The Dutch post-postmodernist heir to the Dadaist tradition of Old Europe, Louis Andriessen composes music that melds anything to everything to nothing while fusing high culture with low culture and no culture in a high-concept music of stuttering magnificence. The concert planned for Wednesday, February 15, is a veritable three-ring musical circus. It begins at 7:30 with Andriessen's Arrival of Willibrord played on the Burton Tower's Baird Carillon and then moves into the Power Center for a musical double bill that opens with a performance of Andriessen's La Passione featuring the original soloists and closes with a showing of M Is for Man, Music, and Mozart, Peter Greenaway's film with a score by Andriessen. The question, of course, is "How many tickets can even a post-postmodernist three-ring musical circus hope to sell in a town that likes to spend its weeknights at home watching satellite TiVo?"

The answer, one can only hope, is "All of them." This is precisely the kind of event the prestigious University Musical Society should present and exactly the kind of event the Ann Arbor audience should celebrate. Andriessen's music is not for listeners who think music stopped with the death of Webern — it's for listeners who can embrace everything that's happened in music since the death of Webern. Some people who know and love Andriessen's music describe it by analogies, talking of Stan Kenton and Igor Stravinsky, of J. S. Bach and the Beatles, of bebop, hip-hop, and pyrotechno. Others speak of his minimalist polyrhythms, lyrical melodic fragments, predominantly consonant harmonies disrupted by explosive blocks of concentrated dissonance, and novel color combinations, including electric guitars, bass guitars, and, in one work, an ice cream bell. As impossible to imagine as it is to forget, Andriessen's music has to be heard to be believed.

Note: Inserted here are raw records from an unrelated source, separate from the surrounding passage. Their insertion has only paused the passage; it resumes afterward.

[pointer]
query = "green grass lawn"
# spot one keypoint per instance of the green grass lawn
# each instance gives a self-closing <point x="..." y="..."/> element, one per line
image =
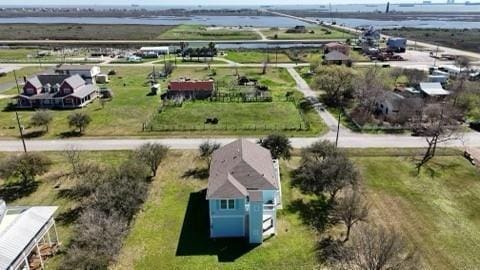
<point x="122" y="116"/>
<point x="438" y="211"/>
<point x="319" y="32"/>
<point x="172" y="230"/>
<point x="26" y="71"/>
<point x="256" y="56"/>
<point x="131" y="107"/>
<point x="46" y="194"/>
<point x="251" y="118"/>
<point x="239" y="118"/>
<point x="200" y="32"/>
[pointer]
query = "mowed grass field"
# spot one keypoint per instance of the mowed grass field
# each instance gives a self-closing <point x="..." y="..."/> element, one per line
<point x="255" y="56"/>
<point x="200" y="32"/>
<point x="29" y="31"/>
<point x="319" y="32"/>
<point x="438" y="211"/>
<point x="132" y="106"/>
<point x="46" y="194"/>
<point x="239" y="118"/>
<point x="122" y="116"/>
<point x="172" y="231"/>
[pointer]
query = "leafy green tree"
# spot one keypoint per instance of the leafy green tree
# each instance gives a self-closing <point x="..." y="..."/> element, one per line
<point x="79" y="120"/>
<point x="278" y="144"/>
<point x="41" y="118"/>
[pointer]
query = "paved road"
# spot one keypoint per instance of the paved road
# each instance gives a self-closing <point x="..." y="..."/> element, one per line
<point x="160" y="42"/>
<point x="432" y="47"/>
<point x="347" y="141"/>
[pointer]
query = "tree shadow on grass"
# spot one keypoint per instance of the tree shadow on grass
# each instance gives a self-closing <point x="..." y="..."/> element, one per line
<point x="12" y="191"/>
<point x="195" y="235"/>
<point x="70" y="134"/>
<point x="197" y="173"/>
<point x="34" y="134"/>
<point x="313" y="212"/>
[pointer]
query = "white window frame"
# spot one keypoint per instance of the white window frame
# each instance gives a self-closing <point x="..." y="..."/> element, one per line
<point x="227" y="204"/>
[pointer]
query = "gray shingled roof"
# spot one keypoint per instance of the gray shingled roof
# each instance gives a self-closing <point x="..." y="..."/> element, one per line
<point x="336" y="56"/>
<point x="238" y="167"/>
<point x="75" y="81"/>
<point x="84" y="91"/>
<point x="52" y="79"/>
<point x="74" y="67"/>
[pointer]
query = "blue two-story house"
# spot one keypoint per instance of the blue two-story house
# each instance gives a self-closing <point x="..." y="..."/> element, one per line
<point x="243" y="192"/>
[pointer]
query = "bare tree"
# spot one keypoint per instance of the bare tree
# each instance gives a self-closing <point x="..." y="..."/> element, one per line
<point x="350" y="210"/>
<point x="462" y="62"/>
<point x="24" y="166"/>
<point x="374" y="248"/>
<point x="278" y="144"/>
<point x="414" y="76"/>
<point x="329" y="175"/>
<point x="206" y="150"/>
<point x="319" y="151"/>
<point x="369" y="87"/>
<point x="152" y="155"/>
<point x="438" y="123"/>
<point x="337" y="82"/>
<point x="73" y="157"/>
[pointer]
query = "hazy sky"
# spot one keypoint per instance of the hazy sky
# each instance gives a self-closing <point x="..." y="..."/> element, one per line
<point x="206" y="2"/>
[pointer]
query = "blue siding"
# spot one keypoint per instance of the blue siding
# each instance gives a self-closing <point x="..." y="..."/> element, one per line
<point x="269" y="195"/>
<point x="227" y="222"/>
<point x="255" y="223"/>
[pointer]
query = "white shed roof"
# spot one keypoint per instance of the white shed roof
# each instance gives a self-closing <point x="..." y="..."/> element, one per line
<point x="20" y="227"/>
<point x="433" y="89"/>
<point x="161" y="48"/>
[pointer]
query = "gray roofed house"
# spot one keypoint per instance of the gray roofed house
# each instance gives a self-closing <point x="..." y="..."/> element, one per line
<point x="87" y="72"/>
<point x="243" y="164"/>
<point x="336" y="57"/>
<point x="243" y="192"/>
<point x="56" y="91"/>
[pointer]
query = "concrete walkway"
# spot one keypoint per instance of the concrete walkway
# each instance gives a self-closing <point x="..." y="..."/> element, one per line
<point x="330" y="120"/>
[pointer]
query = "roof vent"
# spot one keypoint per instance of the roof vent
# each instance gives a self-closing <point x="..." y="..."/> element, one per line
<point x="3" y="209"/>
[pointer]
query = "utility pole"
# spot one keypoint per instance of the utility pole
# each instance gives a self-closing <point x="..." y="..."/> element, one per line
<point x="338" y="127"/>
<point x="16" y="115"/>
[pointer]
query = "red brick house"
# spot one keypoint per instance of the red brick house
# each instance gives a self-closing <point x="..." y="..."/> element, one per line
<point x="190" y="89"/>
<point x="56" y="91"/>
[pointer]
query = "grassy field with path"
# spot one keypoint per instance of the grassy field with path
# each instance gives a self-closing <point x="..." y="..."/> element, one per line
<point x="313" y="32"/>
<point x="47" y="194"/>
<point x="200" y="32"/>
<point x="438" y="210"/>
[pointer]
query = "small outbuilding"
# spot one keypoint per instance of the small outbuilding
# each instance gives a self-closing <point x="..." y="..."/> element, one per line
<point x="28" y="236"/>
<point x="154" y="51"/>
<point x="336" y="58"/>
<point x="336" y="46"/>
<point x="433" y="89"/>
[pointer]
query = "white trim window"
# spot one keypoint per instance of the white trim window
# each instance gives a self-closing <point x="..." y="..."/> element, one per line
<point x="227" y="204"/>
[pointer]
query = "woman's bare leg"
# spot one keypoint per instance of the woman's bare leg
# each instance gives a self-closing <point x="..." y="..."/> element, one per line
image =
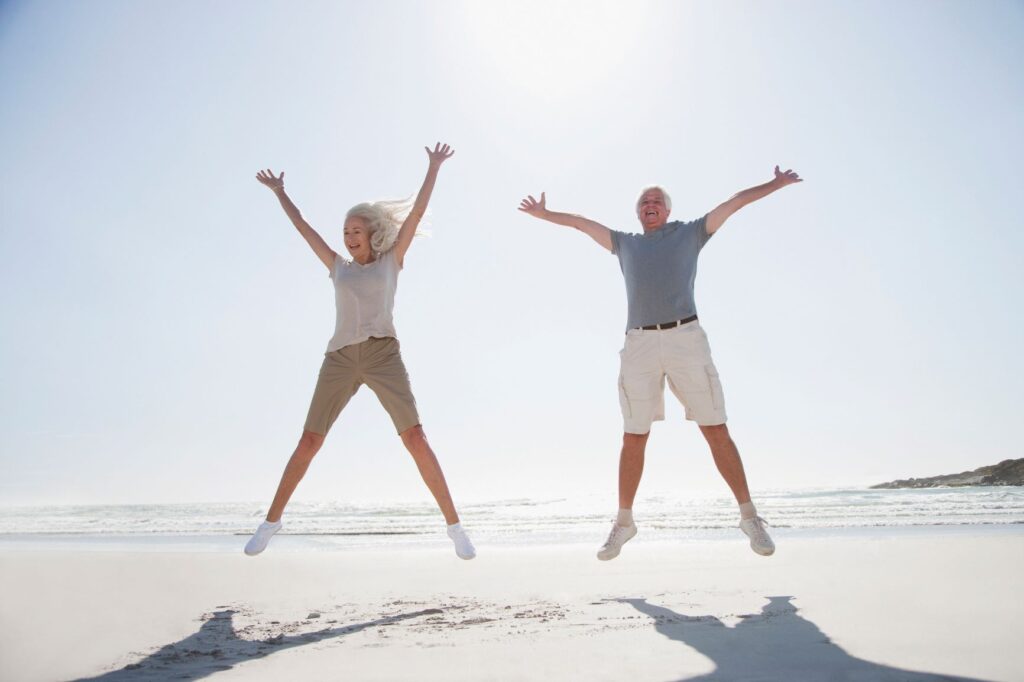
<point x="416" y="442"/>
<point x="308" y="445"/>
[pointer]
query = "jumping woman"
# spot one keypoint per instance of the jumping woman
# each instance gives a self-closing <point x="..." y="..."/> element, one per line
<point x="364" y="348"/>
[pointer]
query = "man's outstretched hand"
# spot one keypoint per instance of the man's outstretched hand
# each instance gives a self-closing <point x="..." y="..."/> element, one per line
<point x="783" y="178"/>
<point x="534" y="207"/>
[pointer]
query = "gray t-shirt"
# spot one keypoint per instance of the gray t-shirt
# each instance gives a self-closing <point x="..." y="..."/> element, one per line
<point x="659" y="268"/>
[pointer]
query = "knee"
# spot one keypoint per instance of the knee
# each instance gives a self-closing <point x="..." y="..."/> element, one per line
<point x="717" y="434"/>
<point x="633" y="442"/>
<point x="414" y="438"/>
<point x="309" y="444"/>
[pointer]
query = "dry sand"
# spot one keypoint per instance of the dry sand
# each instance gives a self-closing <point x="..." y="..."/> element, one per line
<point x="888" y="606"/>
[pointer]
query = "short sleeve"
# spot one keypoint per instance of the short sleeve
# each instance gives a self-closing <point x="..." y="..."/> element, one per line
<point x="615" y="237"/>
<point x="699" y="227"/>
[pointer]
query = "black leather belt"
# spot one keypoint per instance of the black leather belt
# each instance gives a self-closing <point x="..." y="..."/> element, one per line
<point x="675" y="323"/>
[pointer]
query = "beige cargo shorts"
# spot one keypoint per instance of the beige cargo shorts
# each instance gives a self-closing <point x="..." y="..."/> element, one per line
<point x="376" y="363"/>
<point x="681" y="354"/>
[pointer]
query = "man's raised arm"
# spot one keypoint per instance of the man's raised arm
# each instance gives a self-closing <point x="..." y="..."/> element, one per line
<point x="595" y="230"/>
<point x="722" y="212"/>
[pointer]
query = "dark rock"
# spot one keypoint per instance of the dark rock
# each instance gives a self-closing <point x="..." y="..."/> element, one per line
<point x="1008" y="472"/>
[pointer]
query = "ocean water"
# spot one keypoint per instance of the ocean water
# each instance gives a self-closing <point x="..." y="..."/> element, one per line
<point x="518" y="521"/>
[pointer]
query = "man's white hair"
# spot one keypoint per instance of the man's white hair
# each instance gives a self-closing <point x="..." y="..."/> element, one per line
<point x="665" y="195"/>
<point x="383" y="220"/>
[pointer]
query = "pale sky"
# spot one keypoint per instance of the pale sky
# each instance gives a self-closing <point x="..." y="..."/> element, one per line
<point x="163" y="323"/>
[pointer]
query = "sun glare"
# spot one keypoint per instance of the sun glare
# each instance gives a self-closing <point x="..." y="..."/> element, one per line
<point x="552" y="48"/>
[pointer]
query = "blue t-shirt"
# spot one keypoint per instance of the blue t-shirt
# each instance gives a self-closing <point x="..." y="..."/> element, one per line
<point x="659" y="268"/>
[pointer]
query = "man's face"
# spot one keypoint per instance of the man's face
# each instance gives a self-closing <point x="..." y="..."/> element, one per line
<point x="651" y="210"/>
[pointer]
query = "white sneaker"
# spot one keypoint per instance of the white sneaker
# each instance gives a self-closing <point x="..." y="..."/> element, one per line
<point x="613" y="545"/>
<point x="261" y="538"/>
<point x="755" y="529"/>
<point x="463" y="547"/>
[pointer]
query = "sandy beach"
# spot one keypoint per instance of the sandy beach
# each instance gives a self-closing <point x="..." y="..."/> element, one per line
<point x="892" y="605"/>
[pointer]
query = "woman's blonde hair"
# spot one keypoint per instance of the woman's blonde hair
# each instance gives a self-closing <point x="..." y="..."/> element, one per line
<point x="383" y="220"/>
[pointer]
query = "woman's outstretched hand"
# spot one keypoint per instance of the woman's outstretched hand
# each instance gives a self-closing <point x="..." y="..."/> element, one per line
<point x="440" y="154"/>
<point x="267" y="178"/>
<point x="534" y="207"/>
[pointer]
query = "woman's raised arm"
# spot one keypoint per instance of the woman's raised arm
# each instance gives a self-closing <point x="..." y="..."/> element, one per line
<point x="312" y="238"/>
<point x="440" y="154"/>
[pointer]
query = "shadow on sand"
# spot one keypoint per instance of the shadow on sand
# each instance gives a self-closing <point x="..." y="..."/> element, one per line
<point x="217" y="647"/>
<point x="775" y="644"/>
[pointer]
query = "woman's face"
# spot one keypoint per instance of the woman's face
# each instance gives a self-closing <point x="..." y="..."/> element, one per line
<point x="357" y="239"/>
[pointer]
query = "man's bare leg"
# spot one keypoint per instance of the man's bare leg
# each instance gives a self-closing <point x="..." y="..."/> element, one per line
<point x="308" y="445"/>
<point x="630" y="471"/>
<point x="727" y="460"/>
<point x="731" y="467"/>
<point x="631" y="467"/>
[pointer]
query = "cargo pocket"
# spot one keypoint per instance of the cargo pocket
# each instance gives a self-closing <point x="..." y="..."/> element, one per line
<point x="715" y="385"/>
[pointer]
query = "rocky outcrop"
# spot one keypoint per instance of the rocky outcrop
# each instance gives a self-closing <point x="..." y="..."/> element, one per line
<point x="1007" y="472"/>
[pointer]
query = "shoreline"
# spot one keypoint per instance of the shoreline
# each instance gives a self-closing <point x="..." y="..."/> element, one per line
<point x="919" y="605"/>
<point x="348" y="542"/>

And with the composer himself in residence for the week preceding the event, each performance on the program promises to come as close to definitive as one can imagine. The first work, 1995's Arrival of Willibrord, will be played by Steven Ball, U-M carillonist and the Michigan Theater's house organist. The second work, La Passione, from 2002, will be performed by jazz vocalist Cristina Zavalloni and violinist Monica Germino — the composer affectionately calls them his "muses" — plus an ensemble of winds, brass, violins, electric guitar, bass guitar, keyboards, and percussion drawn from the U-M Symphony Band, led by Michael Haithcock. The third and final work, M Is for Man, Music, and Mozart, from 1991, will be performed by Zavalloni with Haithcock and the band as the accompaniment for Greenaway's film of the same name featuring a quartet of naked dancers representing the gods in the act of inventing man, movement, music, and, improbably enough, Mozart.

Anything is possible, but only by attending will you ever know for certain what you would otherwise have missed.